20 milliards de la Sgbs avec la caution d’un mort
En plus de toutes ces institutions financières, Saïd Tarraf a été pris la main dans le sac pour une opération de 20 milliards de francs Cfa passée avec la Société générale de banques au Sénégal (Sgbs). Avec de fausses signatures, il a hypothéqué le patrimoine foncier de ses frères Adel et Fouad Tarraf pour garantir une dette contractée auprès de la Sgbs. Quand le groupe Tarraf et la Sgbs ont cherché un accord pour éponger la fameuse dette de 20 milliards, Saïd a «ressuscité» son frère Fouad Tarraf, décédé en janvier 2012, pour lui faire constituer des avocats pour valider l’accord. C’est ainsi qu’en octobre 2017, les deux parties, le groupe Tarraf et la Sgbs ont signé un accord de conciliation au bas duquel on voit des avocats signer «pour le compte de Fouad Tarraf et Adel Tarraf».

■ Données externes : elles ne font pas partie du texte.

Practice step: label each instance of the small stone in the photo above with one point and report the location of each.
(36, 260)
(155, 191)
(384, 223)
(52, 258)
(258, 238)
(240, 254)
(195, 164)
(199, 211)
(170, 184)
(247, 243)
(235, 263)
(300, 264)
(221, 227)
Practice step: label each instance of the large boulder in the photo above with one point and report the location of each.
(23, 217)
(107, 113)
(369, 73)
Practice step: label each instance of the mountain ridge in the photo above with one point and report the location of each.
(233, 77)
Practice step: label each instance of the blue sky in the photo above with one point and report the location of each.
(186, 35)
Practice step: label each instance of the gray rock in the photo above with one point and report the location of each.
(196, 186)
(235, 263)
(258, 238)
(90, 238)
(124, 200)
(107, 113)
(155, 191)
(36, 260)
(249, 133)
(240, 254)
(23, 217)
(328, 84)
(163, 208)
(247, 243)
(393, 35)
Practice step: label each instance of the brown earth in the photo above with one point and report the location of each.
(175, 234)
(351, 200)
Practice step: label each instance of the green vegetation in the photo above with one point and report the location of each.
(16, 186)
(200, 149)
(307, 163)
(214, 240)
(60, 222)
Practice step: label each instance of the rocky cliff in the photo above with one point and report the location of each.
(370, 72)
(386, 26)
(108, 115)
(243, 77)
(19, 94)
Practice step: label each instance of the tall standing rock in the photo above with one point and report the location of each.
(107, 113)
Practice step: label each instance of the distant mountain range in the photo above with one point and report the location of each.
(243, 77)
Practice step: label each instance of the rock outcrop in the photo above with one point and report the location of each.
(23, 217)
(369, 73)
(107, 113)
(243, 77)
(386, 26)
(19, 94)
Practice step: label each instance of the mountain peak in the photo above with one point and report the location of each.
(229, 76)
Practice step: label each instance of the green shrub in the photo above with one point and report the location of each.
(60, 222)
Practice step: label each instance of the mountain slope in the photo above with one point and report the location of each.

Or, selon leurs défenseurs, non seulement Fouad ne pouvait pas se constituer, étant décédé près de 6 ans auparavant. Quant à Adel Tarraf, il n’était même pas informé de la manœuvre de spoliation qui le frappait en ce moment et n’avait constitué aucun avocat. Ce qui choque pourtant le plus les parties civiles, c’est de voir que la Sgbs avait laissé passer la chose, alors que sa direction avait en sa possession le certificat de décès de Fouad. Malgré cela, elle a laissé le compte de ce dernier continuer à fonctionner et à faire des mouvements de débits et de crédits. On se demande avec quelle signature et au bénéfice de qui, puisque ses héritiers ont déclaré n’être au courant de rien.